Tuesday 8 November 2022

Robert Sells





It would not have been too much to ask of Fate for a quiet winding-down of a chap’s affairs after retirement – restore the Lotus 7, build that model of the Mary Rose, visit grand-children……   Like most of my predictions, I got it wrong: the “phoney” retirement evaporated and we’ve had such a white-knuckle, exciting and demanding decade since our 50th class anniversary.   

Our good news has come from family -  the two sons in regular employment, a profusion of amazing grandchildren – some cousins have produced only girls so the family’s future is guaranteed straight, narrow and unswervingly de-prejudiced – and Paula created a thoroughbred racing Syndicate from which herd two flat-racer mares, Welsh Sunrise and Welsh Moonlight got 5 wins and 4 second between them.  But sadly my alpaca herd failed when the cost of spinning primary fleece rose to £50/kg (we provided 70 kg/ year). 

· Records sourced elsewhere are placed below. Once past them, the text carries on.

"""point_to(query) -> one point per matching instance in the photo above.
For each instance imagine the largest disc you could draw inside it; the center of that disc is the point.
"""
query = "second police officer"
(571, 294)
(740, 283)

Then came fun, shrouded in disaster’s clothes:  In 2018 I developed  end-stage renal failure (allergic nephritis due to Lansoprazole* sensitivity).  Some of you may recall that my main interest after Monteverdi was (is still, vide infra) renal and pancreas transplantation, so you will appreciate my astonishment that I should become a patient, diagnosed with a disease  for which I had been “dishing it out” to thousands of other people over 41 years .  I’ve not yet found another transplant surgeon whom Fate has chosen for such a familiar and interesting diagnosis.  Urgent advice was obtained from my very old friend, nephrologist, guru and “skin-graft brother”, Stewart Cameron**.  Whilst on peritoneal dialysis I waited patiently for the Liverpool MDC verdict on a transplant for this 81 -year-old chronic bronchitic.  The 50:50 vote on whether Paula’s left kidney should be transplanted in me created a suspicion that some members felt uncomfortable that they might be on call on the night that the old Unit Director turned up his toes with post-op pneumonitis.  The casting vote in favour came from my old friend and director Abdul Hamad.  The real heroine, Paula, with radiologically normal kidneys, stepped forward and the day before her birthday gave me her left kidney,  Abdul officiating.  3 years later my renal function is normal and Paula is very fit.  We had never needed or desired to demonstrate  our compatibility.  But disturbingly,  the HLA mismatch showed complete incompatibility.  The clinical risk of rejection was substantially reduced by a tiny dose of the monoclonal CamPath, which has effectively reduced my blood lymphocyte count to the occasional effete, fugitive cell seen on high power microscopy, once in a blue moon.

Then there was….  But I’ve talked too much.. See you all Saturday and I look forward to it.

Best,  Robert.

*Half the Western world takes Lansoprazole; rarely, sensitivity to the drug causes renal failure in the young, according to the somewhat equivocal literature.  Evidently youth is not an essential requirement…

** Guy’s Immunologist Prof Richard Batchelor (whom you will all remember) was a pioneer investigator in the effect of HLA mismatching on the prognosis after a renal transplant.  To do this , Richard recruited volunteers in whom anti- HLA antibodies, potentially useful for tissue-typing, were evoked by exchanging 2 skin grafts, 2 months apart.  Stewart and I each have the scars to prove it.  Stewart developed a useful antibody;  I did not.